Set up train/validation/test splits and initialise data loaders.

Performs a random split of the dataset (if not already split) and calls set_phase() to create the initial data loaders.

Parameters:: stage (str, optional) – Lightning stage identifier ("fit", "test", etc.). Not used internally; present for API compatibility.

train_dataloader() → torch_geometric.loader.DataLoader¶

Get the training DataLoader

Returns a DataLoader for the training dataset. When a separate regressor dataset has been added via add_regressor_data(), a CombinedLoader is returned so that each training step receives both a regular batch (key "main") and a regressor-only batch (key "regressor").

Return type:: DataLoader or CombinedLoader

val_dataloader() → torch_geometric.loader.DataLoader¶

Get the validation DataLoader

Returns a DataLoader for the validation dataset

Return type:: DataLoader

test_dataloader() → torch_geometric.loader.DataLoader¶

Get the test DataLoader

Returns a DataLoader for the test dataset

Return type:: DataLoader

set_phase(phase: int) → None¶

Switch the dataset to the given training phase.

Applies the phase-specific transforms to the dataset splits and re-creates the data loaders with the augmented data.

Parameters:: phase (int) – Zero-based phase index.
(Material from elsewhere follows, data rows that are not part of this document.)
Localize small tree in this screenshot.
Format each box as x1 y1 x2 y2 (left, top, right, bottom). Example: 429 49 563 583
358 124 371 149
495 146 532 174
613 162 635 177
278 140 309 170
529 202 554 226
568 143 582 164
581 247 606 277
Phase 0 uses the original data; subsequent phases append transformed copies according to phase_transforms[phase].

_check_confinement(dataset: List[agedi.data.atoms_graph.AtomsGraph], confinement: Tuple[float, float]) → None¶

Check that all unmasked atoms in dataset lie within confinement.

Parameters:

dataset (List[AtomsGraph]) – The list of graphs to validate.
confinement (Tuple[float, float]) – The (z_min, z_max) confinement bounds.

Raises:

ValueError – If any unmasked atom has a Z position outside the confinement. The error message includes a suggested confinement that covers all unmasked atoms.

_has_energy_forces(atoms)¶

Check if the given ASE Atoms object has energy and forces information available. This method checks if a calculator is attached to the Atoms object and if it contains the ‘energy’ and ‘forces’ properties in its results. It avoids a calculation if there is a calculator, but it has not yet been used.

Parameters:: atoms (Atoms) – The ASE Atoms object to check for energy and forces information.
Returns:: A tuple indicating whether energy and forces information is available, respectively.
Return type:: Tuple[bool, bool]